Before you can begin merging your data, it is important to be certain your data includes a “key.” Oftentimes, data will have a unique identifier which is in turn associated with a set of information. For example, you might have an ISBN that is linked to the title of a book, the author’s name, and the publisher. In order to merge two sets of data, it is important that there is some sort of unique identifier, or “key,” for each row of data so that when the projects are merged, the program can identify which rows “match.”

How to Join Two Projects

  1. Identify the two projects you would like to merge:
    1. One project to import data INTO
    2. One project to export data FROM
  2. In the project with the data to be exported, identify the unique key you will be using.

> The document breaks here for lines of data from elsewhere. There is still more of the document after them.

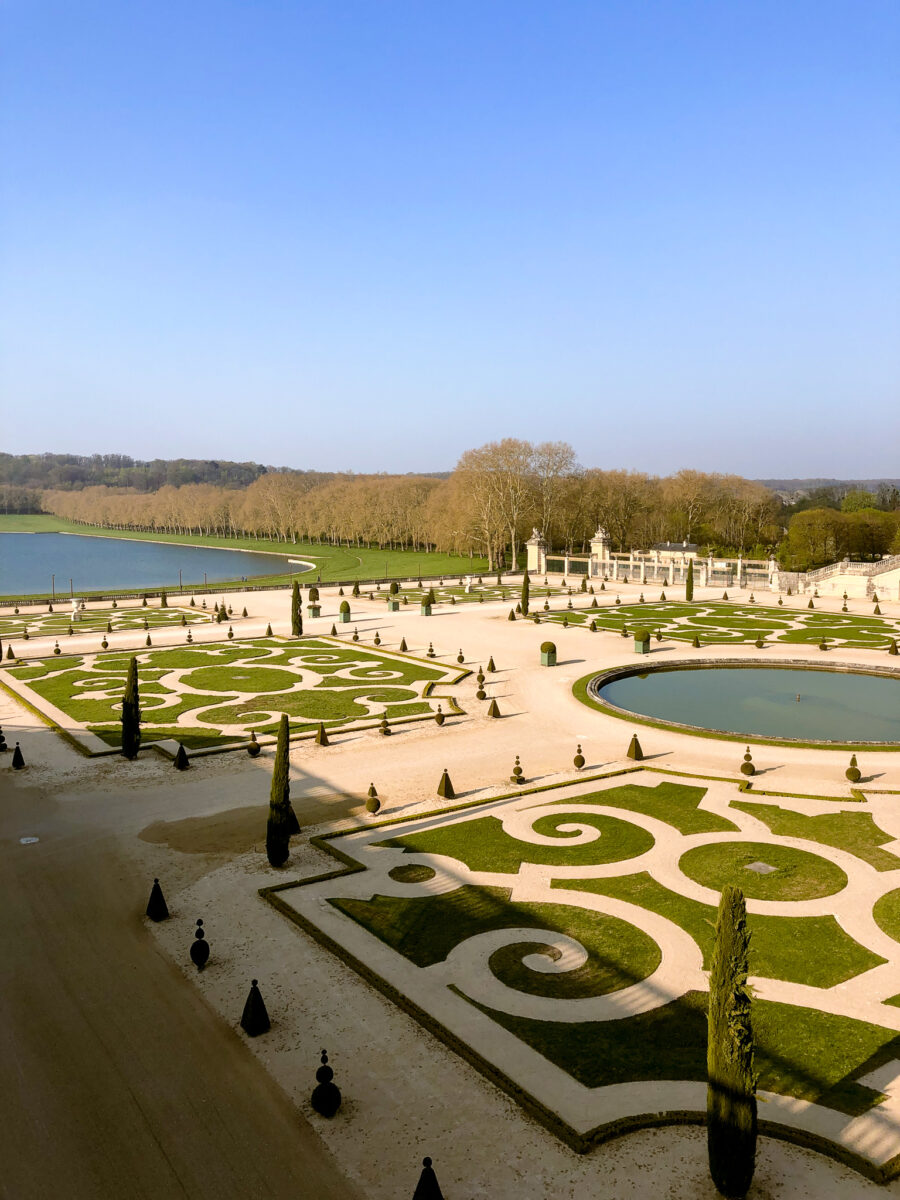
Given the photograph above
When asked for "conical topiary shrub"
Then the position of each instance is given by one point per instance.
(156, 906)
(282, 822)
(731, 1079)
(634, 749)
(199, 947)
(325, 1096)
(131, 713)
(427, 1188)
(255, 1018)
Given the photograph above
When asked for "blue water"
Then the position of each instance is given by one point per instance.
(833, 706)
(28, 561)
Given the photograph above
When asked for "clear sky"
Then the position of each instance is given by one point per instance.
(369, 235)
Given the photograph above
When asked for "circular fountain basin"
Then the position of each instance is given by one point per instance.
(779, 703)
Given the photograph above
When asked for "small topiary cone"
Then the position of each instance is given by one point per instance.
(325, 1096)
(427, 1188)
(156, 906)
(634, 749)
(255, 1019)
(199, 947)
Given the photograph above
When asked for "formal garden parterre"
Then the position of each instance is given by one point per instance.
(215, 695)
(561, 940)
(729, 623)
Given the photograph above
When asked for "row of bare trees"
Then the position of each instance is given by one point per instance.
(489, 505)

  1. In the project into which data is being imported, select the column matching the key and click on the arrow button in the column header.
  2. Choose “Edit column” and select “Add a column based on this column.”

  1. In the pop-up window, give the new column a name and then enter this expression in the GREL expression box:

cell.cross('arg1','arg2').cells['arg3'].value[arg4]

  • arg1 = name of project you are exporting data from
  • arg2 = name of the key column
  • arg3 = name of the column you are importing
  • arg4 = indicate which value to import in the array (if multiple matches for the key) (recommended to use 0)

  1. When the syntax is okay and you are satisfied with the preview, click “OK” and the new column will be added.

Tips

  • Copy down the name of the project you will be exporting data from ahead of time or have the project open in another window so that you don’t have to switch back and forth between projects.
  • Remember that regular expressions are CASE SENSITIVE. Nothing will happen if the column name and project name are not exact.

Adapted from OpenRefine LibGuide (2023). University of Illinois Urbana-Champaign.